The reservation conflict occurs because after a node has been detected to no longer be a cluster member, a SCSI reservation is put on all of the disks that are shared between this node and other nodes. The fenced node might not be aware that it is being fenced and if it tries to access one of the shared disks, it detects the reservation and panics.

Failfast Mechanism for Failure Fencing

The mechanism by which the cluster framework ensures that a failed node cannot reboot and begin writing to shared storage is called failfast.

Nodes that are cluster members continuously enable a specific ioctl, MHIOCENFAILFAST, for the disks to which they have access, including quorum disks. This ioctl is a directive to the disk driver, and gives a node the capability to panic itself if it cannot access the disk due to the disk being reserved by some other node.

The MHIOCENFAILFAST ioctl causes the driver to check the error return from every read and write that a node issues to the disk for the Reservation_Conflict error code. The ioctl periodically, in the background, issues a test operation to the disk to check for Reservation_Conflict. Both the foreground and background control flow paths panic if Reservation_Conflict is returned.

For SCSI-2 disks, reservations are not persistent--they do not survive node reboots. For SCSI-3 disks with Persistent Group Reservation (PGR), reservation information is stored on the disk and persists across node reboots. The failfast mechanism works the same regardless of whether you have SCSI-2 disks or SCSI-3 disks.

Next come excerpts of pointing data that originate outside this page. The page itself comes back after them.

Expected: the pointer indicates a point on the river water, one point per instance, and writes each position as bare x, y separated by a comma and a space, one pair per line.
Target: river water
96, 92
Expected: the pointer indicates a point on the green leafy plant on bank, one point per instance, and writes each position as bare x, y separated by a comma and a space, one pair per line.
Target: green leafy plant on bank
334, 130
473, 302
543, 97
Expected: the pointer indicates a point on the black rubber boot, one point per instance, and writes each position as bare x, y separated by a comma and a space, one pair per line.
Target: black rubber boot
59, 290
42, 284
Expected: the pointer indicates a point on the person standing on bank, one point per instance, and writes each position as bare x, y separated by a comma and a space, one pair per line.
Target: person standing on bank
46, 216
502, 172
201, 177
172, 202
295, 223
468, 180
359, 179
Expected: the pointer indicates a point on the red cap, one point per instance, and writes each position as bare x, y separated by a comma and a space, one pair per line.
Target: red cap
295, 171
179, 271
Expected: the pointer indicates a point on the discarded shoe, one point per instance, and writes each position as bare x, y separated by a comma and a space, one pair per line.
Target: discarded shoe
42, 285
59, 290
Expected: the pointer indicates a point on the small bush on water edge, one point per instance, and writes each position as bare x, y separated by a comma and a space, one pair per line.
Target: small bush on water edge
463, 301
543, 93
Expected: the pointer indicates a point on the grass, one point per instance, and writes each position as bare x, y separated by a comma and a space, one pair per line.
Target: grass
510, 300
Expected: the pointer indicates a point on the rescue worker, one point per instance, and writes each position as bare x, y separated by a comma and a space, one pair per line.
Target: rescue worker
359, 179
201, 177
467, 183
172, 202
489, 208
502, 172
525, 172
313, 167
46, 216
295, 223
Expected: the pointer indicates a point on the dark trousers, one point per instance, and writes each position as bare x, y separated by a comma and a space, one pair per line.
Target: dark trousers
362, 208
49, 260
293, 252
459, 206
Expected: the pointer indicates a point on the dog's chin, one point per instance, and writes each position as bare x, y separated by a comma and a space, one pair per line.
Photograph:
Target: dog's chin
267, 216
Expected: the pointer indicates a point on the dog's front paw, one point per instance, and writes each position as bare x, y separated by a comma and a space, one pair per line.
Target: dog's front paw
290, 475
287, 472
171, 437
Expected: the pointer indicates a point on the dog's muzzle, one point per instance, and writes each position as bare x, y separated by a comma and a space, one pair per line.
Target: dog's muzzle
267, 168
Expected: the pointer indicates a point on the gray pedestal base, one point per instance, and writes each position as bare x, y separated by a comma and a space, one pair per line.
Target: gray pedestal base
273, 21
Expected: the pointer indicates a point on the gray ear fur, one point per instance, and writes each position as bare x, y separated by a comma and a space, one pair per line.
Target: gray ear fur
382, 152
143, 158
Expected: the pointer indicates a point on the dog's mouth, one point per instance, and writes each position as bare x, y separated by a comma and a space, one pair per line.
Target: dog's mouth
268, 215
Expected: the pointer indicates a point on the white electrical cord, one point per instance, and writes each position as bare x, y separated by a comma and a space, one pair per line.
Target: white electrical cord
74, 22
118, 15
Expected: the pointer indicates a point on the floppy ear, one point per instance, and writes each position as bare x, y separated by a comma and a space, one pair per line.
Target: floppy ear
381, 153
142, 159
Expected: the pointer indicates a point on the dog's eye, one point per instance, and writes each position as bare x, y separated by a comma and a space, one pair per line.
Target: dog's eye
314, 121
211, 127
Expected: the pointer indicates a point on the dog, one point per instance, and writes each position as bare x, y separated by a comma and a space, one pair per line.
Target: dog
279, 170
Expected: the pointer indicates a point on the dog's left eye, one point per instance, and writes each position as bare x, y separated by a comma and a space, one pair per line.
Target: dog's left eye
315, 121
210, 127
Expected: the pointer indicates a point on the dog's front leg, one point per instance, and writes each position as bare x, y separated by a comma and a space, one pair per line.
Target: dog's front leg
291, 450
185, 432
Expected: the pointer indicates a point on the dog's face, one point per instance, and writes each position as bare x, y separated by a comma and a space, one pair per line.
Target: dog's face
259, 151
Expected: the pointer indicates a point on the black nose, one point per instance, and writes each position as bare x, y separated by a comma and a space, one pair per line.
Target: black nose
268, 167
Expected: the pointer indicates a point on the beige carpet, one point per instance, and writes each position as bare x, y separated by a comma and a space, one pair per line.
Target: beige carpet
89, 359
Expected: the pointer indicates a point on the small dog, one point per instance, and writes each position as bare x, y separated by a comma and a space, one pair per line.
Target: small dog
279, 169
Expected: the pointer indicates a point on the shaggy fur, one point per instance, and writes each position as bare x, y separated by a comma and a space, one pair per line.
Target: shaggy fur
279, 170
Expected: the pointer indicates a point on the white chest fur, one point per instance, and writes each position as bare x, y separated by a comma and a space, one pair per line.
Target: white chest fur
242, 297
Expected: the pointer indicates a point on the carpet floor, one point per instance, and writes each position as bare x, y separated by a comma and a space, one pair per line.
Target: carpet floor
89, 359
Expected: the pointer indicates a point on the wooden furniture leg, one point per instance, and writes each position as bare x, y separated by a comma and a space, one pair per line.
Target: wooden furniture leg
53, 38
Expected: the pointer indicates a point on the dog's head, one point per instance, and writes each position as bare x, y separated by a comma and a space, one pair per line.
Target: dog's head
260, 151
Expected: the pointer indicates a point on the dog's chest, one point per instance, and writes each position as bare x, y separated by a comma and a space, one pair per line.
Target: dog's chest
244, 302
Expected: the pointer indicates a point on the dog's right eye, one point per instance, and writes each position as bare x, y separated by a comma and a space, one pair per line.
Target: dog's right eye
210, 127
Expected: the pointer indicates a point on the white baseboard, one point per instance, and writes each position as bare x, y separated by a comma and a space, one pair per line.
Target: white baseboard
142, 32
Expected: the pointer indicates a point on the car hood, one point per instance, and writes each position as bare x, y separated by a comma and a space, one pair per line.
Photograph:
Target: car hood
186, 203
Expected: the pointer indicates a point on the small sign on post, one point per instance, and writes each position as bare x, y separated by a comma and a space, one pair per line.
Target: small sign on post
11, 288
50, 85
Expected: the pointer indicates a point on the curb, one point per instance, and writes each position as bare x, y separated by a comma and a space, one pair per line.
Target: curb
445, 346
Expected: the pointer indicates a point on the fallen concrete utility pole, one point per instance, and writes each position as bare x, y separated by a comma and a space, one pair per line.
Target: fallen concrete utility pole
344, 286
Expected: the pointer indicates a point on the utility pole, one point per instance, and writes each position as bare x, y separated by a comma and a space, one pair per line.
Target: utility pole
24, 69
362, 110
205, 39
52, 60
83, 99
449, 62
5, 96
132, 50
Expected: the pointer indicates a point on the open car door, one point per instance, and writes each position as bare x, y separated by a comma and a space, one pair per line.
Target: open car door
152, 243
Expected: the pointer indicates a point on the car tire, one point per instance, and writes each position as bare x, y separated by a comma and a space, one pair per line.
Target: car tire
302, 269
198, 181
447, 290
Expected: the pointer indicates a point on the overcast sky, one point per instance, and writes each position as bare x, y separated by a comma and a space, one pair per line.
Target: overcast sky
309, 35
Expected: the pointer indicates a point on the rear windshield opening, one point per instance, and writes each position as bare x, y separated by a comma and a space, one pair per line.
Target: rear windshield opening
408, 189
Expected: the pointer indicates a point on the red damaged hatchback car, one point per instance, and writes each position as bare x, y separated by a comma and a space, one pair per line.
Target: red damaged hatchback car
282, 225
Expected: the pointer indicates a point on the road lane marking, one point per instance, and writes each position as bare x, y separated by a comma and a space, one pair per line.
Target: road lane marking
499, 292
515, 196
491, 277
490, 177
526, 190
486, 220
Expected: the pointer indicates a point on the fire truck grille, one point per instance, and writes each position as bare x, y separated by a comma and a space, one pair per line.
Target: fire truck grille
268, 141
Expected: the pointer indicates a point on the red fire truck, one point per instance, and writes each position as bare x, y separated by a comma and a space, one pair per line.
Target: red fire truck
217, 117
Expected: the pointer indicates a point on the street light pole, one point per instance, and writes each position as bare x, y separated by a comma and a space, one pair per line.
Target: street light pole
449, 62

If a node loses connectivity to other nodes in the cluster, and it is not part of a partition that can achieve quorum, it is forcibly removed from the cluster by another node. Another node that is part of the partition that can achieve quorum places reservations on the shared disks and when the node that does not have quorum attempts to access the shared disks, it receives a reservation conflict and panics as a result of the failfast mechanism.

After the panic, the node might reboot and attempt to rejoin the cluster or stay at the OpenBoot PROM (OBP) prompt. The action taken is determined by the setting of the auto-boot? parameter in the OBP.